According to the New York Times, the Israeli incursion in July into the West Bank city of Jenin highlighted that the government of Palestinian Authority President Mahmoud Abbas is unable to protect the residents of Jenin or present a vision for a more hopeful future.
If Israel invades Gaza, Hamas may gain popular support.
What is necessary to challenge the Palestinian Authority in the West Bank, and perhaps assume leadership as the sole representative of the Palestinian people.
In the broader region, Hamas can also rely on its ally, Hezbollah.
The day after the Hamas attack in southern Israel, Hezbollah, in an attempt to test the readiness of Israeli forces, engaged in combat with the IDF along the northern border near the Shebaa Farms, which is on the Lebanese-Syrian border, which is occupied by Israel and claimed by Lebanon.
Hezbollah may seek to gain ground if Israel fights Hamas in Gaza and the West Bank.
Hamas may have already reset the political realignment in the Middle East, by disrupting anticipated diplomatic talks between Israel and Saudi Arabia, but if events in Gaza now escalate into a protracted ground war, Hamas may also work to undermine the normalization agreements signed between Israel, the United Arab Emirates and Bahrain, breaking the trend towards increasing Arab-Israeli normalization, and the Palestinian Authority weren’t able to obstruct the normalization agreements, but Hamas could still spoil them.
Of course, Israel can count on American support in taking its next steps.
The Biden administration sent an aircraft carrier strike group to the eastern Mediterranean, in what it said was a “deterrence posture” to provide the Israeli army with “additional equipment and resources, including munitions”.
The US National Security Advisor Jake Sullivan reiterated US support for Israel immediately after President Biden’s press conference on Tuesday, October 10.
Despite Israeli threats to invade Gaza and destroy Hamas, the movement is working to complicate the freedom of action of Israeli forces, given its detention of at least 150 Israeli male and female prisoners.
If the ground war is prolonged, Israel won’t achieve gains on the battlefield, and will almost certainly fail to destroy the ruling Hamas or the unrealized Palestinian aspirations to establish a state.
To avoid being drawn into a trap in Gaza, Israel needs Arab allies on the ground and in the region, says the New York Times.
Hamas and its sisters represent an opponent or an unwanted party by the Kingdom of Saudi Arabia, the United Arab Emirates, Egypt and Jordan.
But in order to gain the support of key regional leaders, Israel must make significant security and intelligence concessions in the event of a broader war with Iran, and define a clear and meaningful political horizon for a post-Abbas and post-Hamas Palestinian state.

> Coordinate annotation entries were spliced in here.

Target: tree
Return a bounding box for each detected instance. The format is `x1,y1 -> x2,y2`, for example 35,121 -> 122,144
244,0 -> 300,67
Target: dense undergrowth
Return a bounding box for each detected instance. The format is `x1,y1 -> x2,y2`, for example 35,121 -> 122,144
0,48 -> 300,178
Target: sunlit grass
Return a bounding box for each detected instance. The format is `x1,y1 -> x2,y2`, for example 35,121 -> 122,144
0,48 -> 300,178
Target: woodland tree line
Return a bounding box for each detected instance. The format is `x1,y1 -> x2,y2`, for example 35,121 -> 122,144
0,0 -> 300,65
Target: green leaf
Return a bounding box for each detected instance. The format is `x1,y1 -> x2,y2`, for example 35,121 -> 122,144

However, Netanyahu faces a severe credibility gap domestically and with Israel’s Arab neighbors.
In the end, the coming days will be bloody and difficult for Israelis and Palestinians.
Hamas may have set a trap if it pushes Israel to invade the Gaza Strip.
Before issuing the order to begin the ground offensive, Israel must develop a strategy for exiting Gaza and a plan for the next day.
Any Israeli miscalculation in Gaza could lead to a crisis in the Middle East that could last for generations.